StepManual processTime
MetricsOpen training log, copy numbers into Word30 min
EnvironmentCheck requirements.txt (may be stale), paste Python version20 min
Dataset versionRecall from memory or search Slack15 min
Threshold checksManual comparison in Word20 min
Client review cycle"AUC number does not match"+1 day

With Contexta

# All evidence recorded at training time
snapshot = ctx.get_run_snapshot(run_ref)
audit = ctx.audit_reproducibility(run_ref)

# Threshold checks
THRESHOLDS = {"accuracy": 0.90, "auc": 0.93, "f1": 0.88, ...}
for metric, threshold in THRESHOLDS.items():
value = next(r.value for r in snapshot.records if r.key == metric)
status = "PASS" if value >= threshold else "FAIL"
print(f" {metric:<12} {value:.4f} (>= {threshold}) [{status}]")

# Formal document
report = ctx.build_snapshot_report(run_ref)

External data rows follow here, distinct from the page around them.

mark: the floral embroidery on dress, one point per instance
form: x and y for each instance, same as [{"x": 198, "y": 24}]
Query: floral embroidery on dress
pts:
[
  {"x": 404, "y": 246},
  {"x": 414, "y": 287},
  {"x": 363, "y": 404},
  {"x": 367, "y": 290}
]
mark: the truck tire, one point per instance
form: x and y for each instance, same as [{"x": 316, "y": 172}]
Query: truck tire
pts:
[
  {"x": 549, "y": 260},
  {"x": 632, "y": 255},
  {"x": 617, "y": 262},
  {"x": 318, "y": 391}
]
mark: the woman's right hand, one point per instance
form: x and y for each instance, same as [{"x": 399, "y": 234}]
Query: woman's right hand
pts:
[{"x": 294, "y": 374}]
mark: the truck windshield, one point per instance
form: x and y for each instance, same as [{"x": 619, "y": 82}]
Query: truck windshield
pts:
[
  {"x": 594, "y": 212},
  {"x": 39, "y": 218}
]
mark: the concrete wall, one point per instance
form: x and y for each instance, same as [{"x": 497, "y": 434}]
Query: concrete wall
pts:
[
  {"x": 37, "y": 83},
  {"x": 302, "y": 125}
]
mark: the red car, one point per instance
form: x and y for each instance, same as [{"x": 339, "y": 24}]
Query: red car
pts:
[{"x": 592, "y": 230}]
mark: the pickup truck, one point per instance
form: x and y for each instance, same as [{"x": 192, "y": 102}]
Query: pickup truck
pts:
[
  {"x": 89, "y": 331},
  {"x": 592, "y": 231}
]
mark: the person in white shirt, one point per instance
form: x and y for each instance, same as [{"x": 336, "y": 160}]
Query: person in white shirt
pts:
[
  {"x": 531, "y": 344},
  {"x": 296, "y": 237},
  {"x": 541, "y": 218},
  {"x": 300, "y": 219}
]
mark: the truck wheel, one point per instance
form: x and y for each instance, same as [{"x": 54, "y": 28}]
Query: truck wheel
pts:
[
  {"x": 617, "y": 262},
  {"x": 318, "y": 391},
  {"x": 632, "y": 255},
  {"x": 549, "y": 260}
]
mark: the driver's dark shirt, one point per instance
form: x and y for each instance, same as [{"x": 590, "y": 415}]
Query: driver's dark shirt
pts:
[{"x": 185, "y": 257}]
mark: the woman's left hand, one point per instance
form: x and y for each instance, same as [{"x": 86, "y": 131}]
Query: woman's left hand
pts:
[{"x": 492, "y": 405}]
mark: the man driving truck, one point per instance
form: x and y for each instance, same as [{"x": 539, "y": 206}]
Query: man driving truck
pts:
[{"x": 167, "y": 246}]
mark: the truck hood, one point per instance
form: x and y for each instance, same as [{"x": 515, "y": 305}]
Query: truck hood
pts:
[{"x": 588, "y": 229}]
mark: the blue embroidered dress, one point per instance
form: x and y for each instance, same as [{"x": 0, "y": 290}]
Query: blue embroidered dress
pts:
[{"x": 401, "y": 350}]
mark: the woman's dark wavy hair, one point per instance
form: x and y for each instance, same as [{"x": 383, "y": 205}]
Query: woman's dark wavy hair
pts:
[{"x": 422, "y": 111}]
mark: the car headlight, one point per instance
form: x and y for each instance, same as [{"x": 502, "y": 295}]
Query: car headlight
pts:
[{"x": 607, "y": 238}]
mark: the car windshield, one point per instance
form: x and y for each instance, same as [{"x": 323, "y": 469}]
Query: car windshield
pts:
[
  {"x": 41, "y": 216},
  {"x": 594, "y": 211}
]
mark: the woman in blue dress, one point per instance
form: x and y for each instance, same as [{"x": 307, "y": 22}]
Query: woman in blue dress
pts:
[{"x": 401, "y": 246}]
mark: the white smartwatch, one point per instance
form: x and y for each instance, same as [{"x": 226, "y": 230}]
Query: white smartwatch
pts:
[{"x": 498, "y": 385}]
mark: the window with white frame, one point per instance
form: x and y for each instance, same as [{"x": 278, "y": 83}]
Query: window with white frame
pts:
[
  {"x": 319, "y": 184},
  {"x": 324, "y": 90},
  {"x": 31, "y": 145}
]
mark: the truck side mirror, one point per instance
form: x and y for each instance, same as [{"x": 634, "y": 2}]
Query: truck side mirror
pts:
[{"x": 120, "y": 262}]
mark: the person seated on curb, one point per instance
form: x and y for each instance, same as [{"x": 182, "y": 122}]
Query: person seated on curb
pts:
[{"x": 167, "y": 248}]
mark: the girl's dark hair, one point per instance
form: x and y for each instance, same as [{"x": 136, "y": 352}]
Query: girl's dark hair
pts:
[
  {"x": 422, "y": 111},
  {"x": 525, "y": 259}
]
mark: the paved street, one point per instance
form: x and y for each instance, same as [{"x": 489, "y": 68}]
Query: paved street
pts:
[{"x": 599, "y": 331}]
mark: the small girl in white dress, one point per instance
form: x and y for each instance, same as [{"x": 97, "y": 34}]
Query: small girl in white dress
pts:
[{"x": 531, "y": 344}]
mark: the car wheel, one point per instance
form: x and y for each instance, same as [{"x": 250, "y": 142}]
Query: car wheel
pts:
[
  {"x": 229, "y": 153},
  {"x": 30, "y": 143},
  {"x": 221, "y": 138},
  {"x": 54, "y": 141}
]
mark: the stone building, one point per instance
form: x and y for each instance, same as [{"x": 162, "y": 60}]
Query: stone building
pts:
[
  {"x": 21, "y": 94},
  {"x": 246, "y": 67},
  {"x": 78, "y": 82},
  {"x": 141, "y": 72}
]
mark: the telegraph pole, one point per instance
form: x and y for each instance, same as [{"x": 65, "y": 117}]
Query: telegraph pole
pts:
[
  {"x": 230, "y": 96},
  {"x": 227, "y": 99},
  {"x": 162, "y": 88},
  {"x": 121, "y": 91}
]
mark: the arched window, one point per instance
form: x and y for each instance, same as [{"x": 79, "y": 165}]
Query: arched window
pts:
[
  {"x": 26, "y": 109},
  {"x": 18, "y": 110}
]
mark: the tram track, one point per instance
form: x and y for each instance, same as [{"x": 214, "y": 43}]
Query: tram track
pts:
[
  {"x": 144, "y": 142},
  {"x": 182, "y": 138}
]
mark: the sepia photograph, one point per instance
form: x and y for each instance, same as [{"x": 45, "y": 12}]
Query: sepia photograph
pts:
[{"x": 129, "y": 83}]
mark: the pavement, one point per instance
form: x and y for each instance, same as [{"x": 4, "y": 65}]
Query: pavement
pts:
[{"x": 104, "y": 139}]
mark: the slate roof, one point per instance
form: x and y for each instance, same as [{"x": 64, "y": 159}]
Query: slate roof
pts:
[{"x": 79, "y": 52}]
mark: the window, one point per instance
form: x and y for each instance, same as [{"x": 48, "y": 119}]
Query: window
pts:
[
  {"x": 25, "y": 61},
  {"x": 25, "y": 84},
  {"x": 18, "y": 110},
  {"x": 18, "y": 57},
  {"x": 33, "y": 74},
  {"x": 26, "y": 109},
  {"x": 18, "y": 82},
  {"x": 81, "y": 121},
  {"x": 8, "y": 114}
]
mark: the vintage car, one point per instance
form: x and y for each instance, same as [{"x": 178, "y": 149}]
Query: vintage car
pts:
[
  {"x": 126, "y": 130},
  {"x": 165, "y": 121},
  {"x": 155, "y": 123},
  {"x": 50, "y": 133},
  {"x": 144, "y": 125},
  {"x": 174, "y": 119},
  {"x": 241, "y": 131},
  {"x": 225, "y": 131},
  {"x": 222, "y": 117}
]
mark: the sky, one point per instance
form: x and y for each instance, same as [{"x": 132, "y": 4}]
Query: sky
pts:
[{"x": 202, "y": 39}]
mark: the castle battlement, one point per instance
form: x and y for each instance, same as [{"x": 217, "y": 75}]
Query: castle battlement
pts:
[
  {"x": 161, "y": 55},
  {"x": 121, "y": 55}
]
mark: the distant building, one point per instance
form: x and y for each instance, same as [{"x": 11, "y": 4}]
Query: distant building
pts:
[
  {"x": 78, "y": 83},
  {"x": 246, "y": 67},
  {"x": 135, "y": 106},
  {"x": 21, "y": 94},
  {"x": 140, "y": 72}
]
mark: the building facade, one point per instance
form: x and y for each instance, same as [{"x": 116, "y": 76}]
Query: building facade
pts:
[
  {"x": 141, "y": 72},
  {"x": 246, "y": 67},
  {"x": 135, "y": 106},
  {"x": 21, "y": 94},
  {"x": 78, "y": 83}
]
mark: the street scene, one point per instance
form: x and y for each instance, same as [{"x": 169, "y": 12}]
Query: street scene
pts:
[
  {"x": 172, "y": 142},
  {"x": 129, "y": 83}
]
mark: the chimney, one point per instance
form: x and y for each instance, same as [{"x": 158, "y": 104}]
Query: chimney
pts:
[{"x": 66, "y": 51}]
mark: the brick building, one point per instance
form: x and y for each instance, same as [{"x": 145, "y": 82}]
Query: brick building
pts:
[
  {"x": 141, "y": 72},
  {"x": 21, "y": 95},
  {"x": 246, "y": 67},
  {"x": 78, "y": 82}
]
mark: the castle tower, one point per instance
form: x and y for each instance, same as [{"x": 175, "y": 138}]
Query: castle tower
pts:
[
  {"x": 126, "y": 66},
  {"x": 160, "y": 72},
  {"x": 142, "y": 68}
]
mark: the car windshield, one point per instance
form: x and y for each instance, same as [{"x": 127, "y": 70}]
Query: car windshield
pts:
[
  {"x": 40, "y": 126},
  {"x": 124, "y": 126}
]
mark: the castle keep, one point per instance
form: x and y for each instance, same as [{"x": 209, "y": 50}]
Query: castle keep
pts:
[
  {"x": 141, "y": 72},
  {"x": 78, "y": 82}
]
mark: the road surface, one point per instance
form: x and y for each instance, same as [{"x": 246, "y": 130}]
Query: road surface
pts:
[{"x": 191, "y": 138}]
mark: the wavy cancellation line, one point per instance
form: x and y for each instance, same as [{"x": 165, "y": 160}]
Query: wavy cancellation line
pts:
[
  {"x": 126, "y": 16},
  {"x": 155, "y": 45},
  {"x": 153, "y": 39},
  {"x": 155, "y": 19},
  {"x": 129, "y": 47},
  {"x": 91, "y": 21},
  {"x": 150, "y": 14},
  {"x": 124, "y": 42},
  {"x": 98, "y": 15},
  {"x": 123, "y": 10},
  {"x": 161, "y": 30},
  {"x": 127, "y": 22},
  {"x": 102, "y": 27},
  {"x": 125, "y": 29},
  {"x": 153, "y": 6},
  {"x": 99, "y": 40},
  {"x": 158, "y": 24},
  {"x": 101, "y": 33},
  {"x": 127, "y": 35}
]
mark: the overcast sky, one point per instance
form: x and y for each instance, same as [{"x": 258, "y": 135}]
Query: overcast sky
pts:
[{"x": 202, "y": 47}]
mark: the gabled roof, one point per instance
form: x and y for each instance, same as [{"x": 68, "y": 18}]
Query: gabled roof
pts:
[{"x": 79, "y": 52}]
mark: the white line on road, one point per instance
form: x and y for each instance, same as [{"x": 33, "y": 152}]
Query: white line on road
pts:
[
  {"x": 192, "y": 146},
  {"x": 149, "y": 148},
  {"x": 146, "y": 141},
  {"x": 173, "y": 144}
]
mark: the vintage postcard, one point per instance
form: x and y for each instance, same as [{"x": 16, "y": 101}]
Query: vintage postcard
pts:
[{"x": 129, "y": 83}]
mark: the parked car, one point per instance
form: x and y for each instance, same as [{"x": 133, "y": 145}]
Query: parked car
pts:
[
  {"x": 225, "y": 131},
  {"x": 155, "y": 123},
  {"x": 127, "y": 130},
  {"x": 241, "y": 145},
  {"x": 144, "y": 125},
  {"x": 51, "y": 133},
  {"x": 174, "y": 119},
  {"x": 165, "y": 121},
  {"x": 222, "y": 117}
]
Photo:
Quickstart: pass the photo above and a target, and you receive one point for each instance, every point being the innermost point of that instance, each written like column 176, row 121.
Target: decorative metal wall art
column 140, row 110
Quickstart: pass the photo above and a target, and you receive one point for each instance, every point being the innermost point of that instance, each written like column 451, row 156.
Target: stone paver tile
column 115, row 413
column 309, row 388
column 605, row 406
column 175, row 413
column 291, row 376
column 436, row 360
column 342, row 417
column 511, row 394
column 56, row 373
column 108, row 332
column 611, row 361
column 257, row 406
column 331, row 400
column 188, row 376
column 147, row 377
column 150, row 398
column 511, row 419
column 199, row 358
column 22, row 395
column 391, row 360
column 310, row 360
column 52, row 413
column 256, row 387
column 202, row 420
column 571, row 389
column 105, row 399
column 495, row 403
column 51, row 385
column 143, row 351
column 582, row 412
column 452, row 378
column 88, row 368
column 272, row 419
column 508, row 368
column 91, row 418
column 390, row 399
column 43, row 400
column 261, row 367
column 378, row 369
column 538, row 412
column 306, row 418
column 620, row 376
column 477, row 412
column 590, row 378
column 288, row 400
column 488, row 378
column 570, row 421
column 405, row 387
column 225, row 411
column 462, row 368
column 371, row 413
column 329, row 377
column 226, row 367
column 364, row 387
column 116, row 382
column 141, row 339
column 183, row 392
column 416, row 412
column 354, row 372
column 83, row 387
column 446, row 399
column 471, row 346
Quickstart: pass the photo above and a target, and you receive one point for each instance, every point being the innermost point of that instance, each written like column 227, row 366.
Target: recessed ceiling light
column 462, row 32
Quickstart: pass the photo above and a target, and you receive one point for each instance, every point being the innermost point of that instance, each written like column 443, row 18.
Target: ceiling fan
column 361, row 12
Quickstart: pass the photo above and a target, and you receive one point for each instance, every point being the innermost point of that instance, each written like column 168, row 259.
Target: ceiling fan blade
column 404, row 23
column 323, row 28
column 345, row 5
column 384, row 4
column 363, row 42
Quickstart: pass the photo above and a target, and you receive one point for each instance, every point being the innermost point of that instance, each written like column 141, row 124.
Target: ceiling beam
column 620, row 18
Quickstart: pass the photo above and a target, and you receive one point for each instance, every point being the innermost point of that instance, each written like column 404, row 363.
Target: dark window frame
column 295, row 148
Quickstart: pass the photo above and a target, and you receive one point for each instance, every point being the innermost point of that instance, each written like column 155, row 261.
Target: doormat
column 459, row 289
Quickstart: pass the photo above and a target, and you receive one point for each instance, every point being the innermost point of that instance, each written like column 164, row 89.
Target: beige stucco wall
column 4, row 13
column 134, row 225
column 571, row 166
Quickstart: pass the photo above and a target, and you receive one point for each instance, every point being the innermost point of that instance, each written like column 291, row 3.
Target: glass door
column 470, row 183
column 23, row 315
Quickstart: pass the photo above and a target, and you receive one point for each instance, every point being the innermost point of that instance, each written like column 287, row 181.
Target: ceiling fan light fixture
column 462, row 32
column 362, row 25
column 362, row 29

The certificate assembles in under 12 seconds. Every number is backed by a recorded MetricRecord — not estimated from memory. Client review cycles shrink because the numbers are reproducible.

Key APIs: EnvironmentSnapshot, StructuredEventRecord, get_run_snapshot, audit_reproducibility, build_snapshot_report


Complete Runnable Code

Run the seed script first, then the analysis script:

uv run examples/case_studies/case12_seed_certificate_data.py
uv run examples/case_studies/case12_analyze_certificate.py
case12_seed_certificate_data.py
"""Create delivery-certificate records used by the certificate case study."""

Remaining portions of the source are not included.